49th Mayor of Greensboro
- In office December 3, 2013 – December 2, 2025
- Preceded by: Robbie Perkins
- Succeeded by: Marikay Abuzuaiter

Mayor pro tempore of Greensboro
- In office 2007–2013

Personal details
- Born: February 26, 1961 (age 65) New Jersey, U.S.
- Party: Democratic
- Spouse: Don Vaughan (divorced)
- Children: 3
- Relatives: Fred Barakat (father)
- Education: Fairfield University

= Nancy Vaughan =

American politician

Nancy Vaughan (born Nancy Barakat, and formerly Nancy Mincello) is an American politician who served as the 49th mayor of Greensboro, North Carolina from December 3, 2013 to December 2, 2025. Having previously served on the city council in district 4 and at large, she was elected mayor on November 5, 2013, with 59% of the vote. Vaughan was sworn in on December 3, 2013. She was reelected in 2015, 2017 and 2022.

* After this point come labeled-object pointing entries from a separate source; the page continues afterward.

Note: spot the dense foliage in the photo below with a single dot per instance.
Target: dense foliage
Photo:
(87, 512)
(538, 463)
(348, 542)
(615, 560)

Vaughan served as the executive director of the Guilford Green Foundation, an LGBT advocacy group, from February 2016 until January 2018.

== Early life ==
Vaughan was born and raised in New Jersey. She is the daughter of Fred Barakat.

== Political career ==
Greensboro first elected Vaughan to city council in 1997 in council district 4. She served two terms before leaving to raise her daughter, Catherine. Before her first council run, she had become known for leading a fight against the city's plans for a tract of land formerly owned by Jefferson Pilot. She was petitioning to stop them from re-zoning for higher density. Her talking points during her first run included expanding the city's landfill and water capacity, and increasing Greensboro's size through annexation.

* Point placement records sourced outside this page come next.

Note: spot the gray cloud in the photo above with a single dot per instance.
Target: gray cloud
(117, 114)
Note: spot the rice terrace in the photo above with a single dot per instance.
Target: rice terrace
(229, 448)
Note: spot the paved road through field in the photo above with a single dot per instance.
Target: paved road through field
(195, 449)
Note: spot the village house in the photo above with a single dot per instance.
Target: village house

She ran again at-large in 2007, where she served as Mayor Pro tem until becoming mayor in 2013.

=== Tenure as Mayor ===
Vaughan went under criticism for enforcing an arbitrary code of conduct at city council meetings. These rules prohibit members of the public from speaking on matters "in litigation" or speaking in a way that Vaughan "deem[s] to be an 'attack'" on any city employee during meetings. This move was criticized by citizens, watch groups, and multiple members of city council who say they were not informed of the code of conduct before Vaughan began enforcing it at the October 2 city council meeting.

On March 13, 2020, Vaughan declared a state of emergency in response to the COVID-19 pandemic. On March 27, she issued a stay-at-home order for the city of Greensboro, which expired April 16, after which Greensboro fell under the jurisdiction of the state's stay-at-home order. On June 23, she issued an emergency order requiring all people to wear face coverings in public within Greensboro city limits in order to curb the spread of the pandemic.

In response to protests stemming from the 2020 George Floyd protests, the mayor ordered a city-wide curfew. The ACLU of North Carolina called the order unconstitutional and "overbroad", saying it "gives police too much discretion over whom to arrest and will likely lead to selective law enforcement against communities of color." Local news media drew attention to the contrast in enforcement. The Greensboro Police Department arrested and charged several black men for protesting while carrying firearms, while white men associated with the white supremacist Stokes County Militia group carrying guns and paramilitary gear were not approached by police.

Vaughan announced that she would not seek re-election at the end of her term which ended on December 2, 2025.